Толпа вздрогнула, качнулась и людской вал хлынул через пути к тёмно-красной кишке эшелона. Гукнул, прочищая глотку, паровоз, распустил над собой гриву дыма, приготовился к дальнему бегу. У теплушек объятия, наказы, плач, пока тихий, до последнего сдерживаемый. Котька не побежал со всеми, его интересовал Аркаша и то, что возле него происходило.
Как только разнеслось: «По вагонам!» – Аркаша руки с баяна уронил, понурился. На нём мать повисла, а от штакетника Лида метнулась. С другой стороны, как из засады, Вася Князев бросился. Мать Аркашина повисела на нём и стала на землю сползать. Её бабы подхватили и – на шпалы, отваживаться. Князев как подскочил, выкрикнул полоумно: «Баян! Аркадий!» – и деньги протягивает.
Лида рядом стоит, как струна натянулась, только что не звенит. Чёрными глазами на Аркашу смотрит, не моргнёт, и слёз не видно, их страх высушил. Аркадий, будто во сне, плечом повёл, лямку на локоть сбросил.
– Спрячь, не срами. – Он отвёл Васины деньги. Тот их в карман свой толкает, а Аркаша ему баян протягивает. Не знает Князев, что делать: или деньги выронить и мечту свою схватить, или пухлую кипу продолжать упрятывать, а тут Аркаша и передумает. Промешкался Вася. Лида в баян вцепилась, к себе потянула. Васильковые мехи растопырились, вздохнул перламутровый, а Лида Князеву:
– Уй-ди!
Попятился Вася и пошёл прочь, покачиваясь, соря мятыми рублёвками. Аркаша Лиду будто только теперь рядом увидел, смутился, чего прежде с ним не бывало, выпустил баян.
– Зачем он тебе, Лидия?
– Эх, Аркадий, Аркадий! – жжёт его сухими глазами Лида. – Я ведь не Князев, я не к баяну присохшая хожу. А баян сохраню. Вернёшься – играть будешь!
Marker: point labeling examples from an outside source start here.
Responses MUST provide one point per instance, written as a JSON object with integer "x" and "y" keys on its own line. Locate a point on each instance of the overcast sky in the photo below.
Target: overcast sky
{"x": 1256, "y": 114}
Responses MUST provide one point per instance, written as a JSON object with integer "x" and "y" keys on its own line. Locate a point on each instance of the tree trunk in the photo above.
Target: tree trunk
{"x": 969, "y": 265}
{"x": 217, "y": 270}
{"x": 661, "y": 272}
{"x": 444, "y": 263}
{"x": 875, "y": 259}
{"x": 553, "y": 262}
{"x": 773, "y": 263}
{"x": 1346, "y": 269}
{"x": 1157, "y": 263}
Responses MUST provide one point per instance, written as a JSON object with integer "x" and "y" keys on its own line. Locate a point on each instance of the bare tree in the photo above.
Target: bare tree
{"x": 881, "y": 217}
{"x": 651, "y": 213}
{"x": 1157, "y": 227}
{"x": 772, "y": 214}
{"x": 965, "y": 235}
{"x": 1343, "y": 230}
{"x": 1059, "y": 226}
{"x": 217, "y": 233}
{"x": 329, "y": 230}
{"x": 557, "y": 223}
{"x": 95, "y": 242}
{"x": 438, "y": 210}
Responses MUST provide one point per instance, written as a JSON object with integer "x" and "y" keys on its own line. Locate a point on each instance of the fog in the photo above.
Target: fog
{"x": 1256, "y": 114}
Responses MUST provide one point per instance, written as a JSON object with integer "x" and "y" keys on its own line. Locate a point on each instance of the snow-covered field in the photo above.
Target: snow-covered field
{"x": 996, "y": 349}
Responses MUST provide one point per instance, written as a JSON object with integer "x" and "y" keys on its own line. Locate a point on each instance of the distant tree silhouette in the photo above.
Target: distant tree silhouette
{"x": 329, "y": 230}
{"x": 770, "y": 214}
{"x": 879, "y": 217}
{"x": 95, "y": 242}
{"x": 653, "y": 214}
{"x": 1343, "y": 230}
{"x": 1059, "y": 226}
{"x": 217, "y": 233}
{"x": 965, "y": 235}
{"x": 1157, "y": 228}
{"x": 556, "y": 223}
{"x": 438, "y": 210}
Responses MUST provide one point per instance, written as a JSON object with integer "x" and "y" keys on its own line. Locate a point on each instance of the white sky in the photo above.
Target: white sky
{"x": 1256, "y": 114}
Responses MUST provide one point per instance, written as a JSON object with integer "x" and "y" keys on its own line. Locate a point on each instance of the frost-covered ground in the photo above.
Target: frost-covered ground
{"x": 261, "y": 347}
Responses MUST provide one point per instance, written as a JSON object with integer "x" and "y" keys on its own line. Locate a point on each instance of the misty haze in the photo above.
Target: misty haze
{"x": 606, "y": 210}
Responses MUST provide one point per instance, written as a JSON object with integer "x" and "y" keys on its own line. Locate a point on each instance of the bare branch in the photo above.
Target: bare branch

– Старшина-а! Дику-ун! – торопят от эшелона.
– Если вернусь, – шепчет Аркаша.
– Вернись! Вернись! Вернись! – заклятьем выкрикнула Лида и криком этим будто отпугнула Аркашино сомненье, и он повторил за ней. как пообещал:
– Вернусь.
Обхватил Лидины плечи, поцеловал в губы, крикнул бабам, чтоб приглядели за матерью, и, не оглядываясь, запрыгал через рельсы в теплушку.
Лида побрела к шпалам, поставила баян, упала на него и затихла.
Откричала, отплакала сортировочная, ушёл эшелон. Котька побежал к берегу, чтобы в последний раз взглянуть на него, когда он выскочит из-за кривуна.
Он не опоздал, примчался раньше и замер на откосе. В синем мареве над рекой горбатился фермами двадцатичетырёхпролетный мост, бурлила, пенилась вода возле толстых ног-опор. Котьке этот мост всегда казался вереницей слонов, перебредающих широкий поток. Но вылетел чёрный, юркий паровозик, проскочил одну ферму, вторую, третью и, всё набирая ход, начал с гулом и лязгом прошивать их, протягивая за собой длинное змеиное тело состава.
К сортировке Котька возвращаться не стал, пошёл к посёлку полем, на котором с мальчишками гоняли футбольный мяч. Теперь оно было размеряно, перепахано лошадьми под картошку и засеяно. Но это деляны городские. Поселковый народ копал лопатами сразу за посёлком, и не подряд, выбирали участки, где получше землица.